Part of our research this year involves creating and using ad-hoc networks on a linux-based operating system (Raspbian based on Debian Jessie).

The hardware we’re working with:

  • 5x Raspberry Pi 2 Model B+
  • 2x Raspberry Pi 3

Unfortunately ad-hoc network support and implementation seems to be lacking. We’ve run across a couple networking issues that we were able to resolve with some simple hacks to the system which allowed our network to function properly.

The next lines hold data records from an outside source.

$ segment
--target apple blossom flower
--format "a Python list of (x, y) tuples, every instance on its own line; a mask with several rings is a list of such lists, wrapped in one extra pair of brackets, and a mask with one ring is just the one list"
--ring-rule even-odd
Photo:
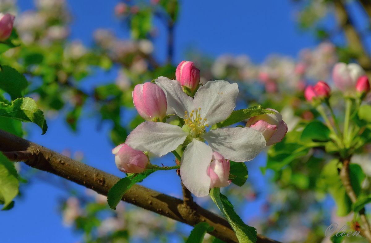
[[(129, 134), (126, 143), (134, 149), (161, 156), (181, 144), (186, 146), (180, 161), (180, 175), (186, 187), (195, 196), (207, 195), (211, 179), (207, 170), (217, 152), (236, 162), (252, 160), (265, 147), (261, 133), (249, 127), (207, 128), (224, 121), (236, 106), (236, 83), (209, 81), (196, 92), (194, 99), (182, 90), (179, 83), (164, 77), (155, 82), (165, 92), (168, 106), (184, 121), (183, 127), (164, 123), (145, 122)], [(204, 141), (207, 141), (207, 145)]]
[(193, 61), (183, 61), (179, 63), (175, 76), (181, 85), (189, 88), (192, 92), (200, 84), (200, 70), (194, 66)]
[(137, 84), (132, 94), (137, 110), (146, 120), (162, 121), (166, 116), (166, 97), (158, 86), (150, 82)]
[(338, 63), (334, 67), (332, 79), (339, 89), (349, 94), (355, 92), (357, 80), (364, 74), (365, 71), (357, 63)]
[(260, 132), (267, 141), (267, 146), (280, 142), (287, 132), (287, 125), (282, 116), (274, 109), (268, 108), (275, 114), (265, 114), (253, 116), (247, 121), (246, 126)]
[(323, 81), (319, 81), (313, 88), (317, 97), (320, 99), (328, 98), (331, 89), (330, 87)]
[(366, 93), (370, 91), (370, 83), (367, 76), (364, 75), (358, 78), (355, 89), (361, 94)]
[(125, 173), (140, 173), (145, 170), (150, 162), (148, 157), (141, 151), (135, 150), (123, 143), (112, 150), (116, 166)]
[(229, 180), (229, 160), (226, 160), (217, 152), (213, 153), (212, 161), (207, 169), (207, 175), (211, 179), (210, 188), (227, 186), (232, 181)]
[(10, 36), (14, 18), (10, 13), (0, 13), (0, 41), (3, 41)]

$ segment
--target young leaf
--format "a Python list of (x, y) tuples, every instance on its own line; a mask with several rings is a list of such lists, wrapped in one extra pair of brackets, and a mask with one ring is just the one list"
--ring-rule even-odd
[(35, 101), (29, 97), (16, 99), (10, 105), (0, 102), (0, 116), (25, 122), (32, 122), (42, 129), (43, 134), (47, 129), (44, 113), (37, 107)]
[(300, 139), (305, 142), (308, 140), (326, 141), (330, 140), (330, 130), (319, 121), (313, 121), (306, 125), (303, 130)]
[(352, 203), (339, 176), (338, 163), (338, 160), (334, 159), (325, 165), (317, 181), (317, 186), (330, 193), (336, 203), (337, 214), (342, 217), (350, 212)]
[(212, 129), (216, 129), (218, 127), (224, 127), (233, 125), (244, 120), (252, 117), (267, 114), (276, 114), (274, 111), (267, 110), (262, 107), (261, 106), (254, 106), (248, 109), (241, 109), (234, 110), (229, 117), (224, 121), (215, 124), (211, 127)]
[(199, 223), (194, 226), (194, 228), (191, 232), (191, 234), (189, 235), (186, 243), (202, 243), (206, 233), (213, 230), (214, 228), (207, 223)]
[(245, 184), (248, 177), (247, 167), (244, 163), (236, 163), (230, 161), (230, 170), (229, 173), (233, 176), (231, 180), (232, 182), (239, 186), (242, 186)]
[(371, 106), (364, 104), (360, 107), (358, 111), (358, 116), (361, 120), (371, 122)]
[(364, 207), (366, 204), (370, 202), (371, 202), (371, 196), (360, 198), (353, 204), (352, 206), (352, 209), (354, 211), (355, 213), (357, 213), (361, 209)]
[(7, 208), (18, 194), (18, 174), (13, 163), (0, 152), (0, 201)]
[(12, 100), (22, 97), (28, 86), (26, 78), (17, 71), (9, 66), (2, 66), (0, 71), (0, 89), (9, 94)]
[(227, 219), (232, 227), (240, 243), (255, 243), (256, 230), (245, 224), (233, 209), (233, 205), (225, 196), (220, 193), (220, 189), (212, 188), (209, 195), (213, 201)]
[(156, 170), (147, 170), (139, 174), (134, 174), (124, 177), (117, 182), (108, 191), (107, 201), (109, 207), (115, 209), (124, 194), (134, 184), (140, 182)]

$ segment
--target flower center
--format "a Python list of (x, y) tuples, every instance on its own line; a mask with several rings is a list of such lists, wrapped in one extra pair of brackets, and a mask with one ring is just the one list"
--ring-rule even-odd
[(189, 132), (191, 136), (193, 137), (197, 137), (200, 134), (203, 134), (206, 132), (206, 127), (209, 127), (209, 125), (205, 124), (206, 119), (202, 119), (200, 114), (201, 108), (198, 108), (198, 110), (192, 111), (188, 114), (185, 111), (185, 119), (183, 119), (184, 124), (187, 125), (190, 129)]

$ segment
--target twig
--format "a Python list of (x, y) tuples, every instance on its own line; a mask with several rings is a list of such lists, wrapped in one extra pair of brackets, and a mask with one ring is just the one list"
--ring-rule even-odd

Ad Hoc Network Support and Drivers

The Raspberry Pi 3 has a wireless chip which is built into the board. The chip uses a broadcom driver called brcmfmac. This driver seems to properly implement support for Ad hoc networks - so our Pi 3’s gave us no trouble.

It was really the Pi 2’s which we had trouble with. We were using some wireless adapters which utilize a realtek chip and driver in linux. Specifically the driver these chips were using was the rtl8192cu. Unfortunately these stock drivers do not properly support ad hoc networks.

The issue seems to lie somewhere with ARP resolution. Basically the driver doesn’t know how to properly go from IP-address to the hardware address on the next layer down. This prevents pretty much all communication on the network. Incoming and outgoing.

The issue is resolved by adding a static ARP entries using the arp command. We can make these entries persist between reboots (but not changes in interface state changes).

Every node in the network has the following interfaces file with a different static IP.

auto eth0
allow-hotplug eth0
iface eth0 inet manual

auto wlan0
allow-hotplug wlan0
iface wlan0 inet static
    address 192.168.2.xxx # xxx is a statically assigned number from 0 to 255 for each node
    netmask 255.255.255.0
    wireless-channel 1
    wireless-essid RPiwireless
    wireless-mode ad-hoc

In our case each node has an IP address ranging from 192.168.2.177 to 192.168.2.190

ARP Table

Every interface has its own hardware address that is needed for the low-level communication protocols. If the devices can’t resolve the hardware address they will not be able to communicate. That’s the issue we’re fix with our ARP entries.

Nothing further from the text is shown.